Another thing is that, as mentioned before, the order of the style sheet elements is critical. If the order isn't correct, Excel will very easily interpret the document as corrupted.
An excerpt from the style creation is the creation of CellStyleFormats
element and a CellFormat
element inside the formats:
Stylesheet stylesheet = spreadsheet.WorkbookPart.WorkbookStylesPart.Stylesheet;
stylesheet.InsertAt<CellFormats>(new CellFormats(), 5);
stylesheet.GetFirstChild<CellFormats>().InsertAt<CellFormat>(
new CellFormat() {
FormatId = 0,
NumberFormatId = 0
}, 0);
And in Visual Basic
Dim stylesheet As Stylesheet = spreadsheet.WorkbookPart.WorkbookStylesPart.Stylesheet
stylesheet.InsertAt(Of CellFormats)(New CellFormats(), 5)
stylesheet.GetFirstChild(Of CellFormats)().InsertAt(Of CellFormat)(
New CellFormat() With {
.FormatId = 0,
.NumberFormatId = 0
}, 0)
Using a predefined stylesheet
Another way to define the styles is to use an existing XML file that holds the style definition. In the project theres a PredefinedStyles.xml file included in the build output. The contents of this file are read into a string which is then added to the empty stylesheet created previously.

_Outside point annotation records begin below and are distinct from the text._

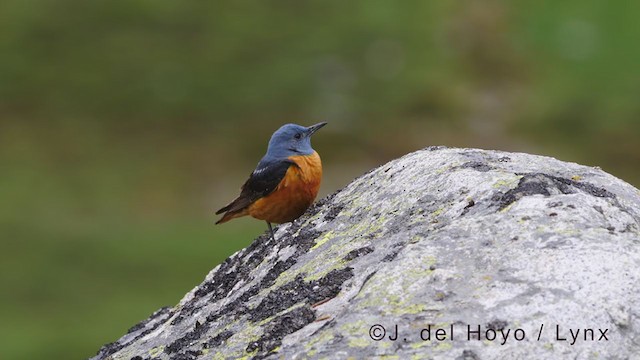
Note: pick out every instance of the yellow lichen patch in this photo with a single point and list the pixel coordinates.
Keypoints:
(322, 240)
(390, 357)
(359, 342)
(156, 351)
(509, 182)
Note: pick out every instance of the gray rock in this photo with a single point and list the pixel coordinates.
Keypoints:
(507, 253)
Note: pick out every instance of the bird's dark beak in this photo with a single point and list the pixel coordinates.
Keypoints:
(313, 128)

The style definitions look as following (it's actually the same that is also created using the code):
<x:numFmts>
<x:numFmt numFmtId="164" formatCode="#,##0.00\ "€"" />
</x:numFmts>
<x:fonts>
<x:font>
<x:sz val="11" />
<x:name val="Calibri" />
</x:font>
</x:fonts>
<x:fills>
<x:fill>
<x:patternFill patternType="none" />
</x:fill>
</x:fills>
<x:borders>
<x:border>
<x:left />
<x:right />
<x:top />
<x:bottom />
<x:diagonal />
</x:border>
</x:borders>
<x:cellStyleXfs>
<x:xf numFmtId="0" fontId="0" fillId="0" borderId="0" />
</x:cellStyleXfs>
<x:cellXfs>
<x:xf numFmtId="0" xfId="0" />
<x:xf numFmtId="22" fontId="0" fillId="0" borderId="0" xfId="0" applyNumberFormat="1" />
<x:xf numFmtId="164" fontId="0" fillId="0" borderId="0" xfId="0" applyNumberFormat="1" />
<x:xf numFmtId="10" fontId="0" fillId="0" borderId="0" xfId="0" applyNumberFormat="1" />
</x:cellXfs>
And it's added using the following method in C#
public static bool AddPredefinedStyles(SpreadsheetDocument spreadsheet, string xml) {
spreadsheet.WorkbookPart.WorkbookStylesPart.Stylesheet.InnerXml = xml;
spreadsheet.WorkbookPart.WorkbookStylesPart.Stylesheet.Save();
return true;
}
And the function in Visual Basic
Public Shared Function AddPredefinedStyles(spreadsheet As SpreadsheetDocument, xml As String) As Boolean
spreadsheet.WorkbookPart.WorkbookStylesPart.Stylesheet.InnerXml = xml
spreadsheet.WorkbookPart.WorkbookStylesPart.Stylesheet.Save()
Return True
End Function
As a matter of fact basically any element can be filled by just adding an XML into it. For example a worksheet can be filled by adding a proper XML as the inner text of the worksheet.
Adding a worksheet
Next step is to add a worksheet. Adding a worksheet is straight-forward. However, one gotcha is to remember to define the relation to the workbook. Otherwise the sheet isn't included when the workbook is opened.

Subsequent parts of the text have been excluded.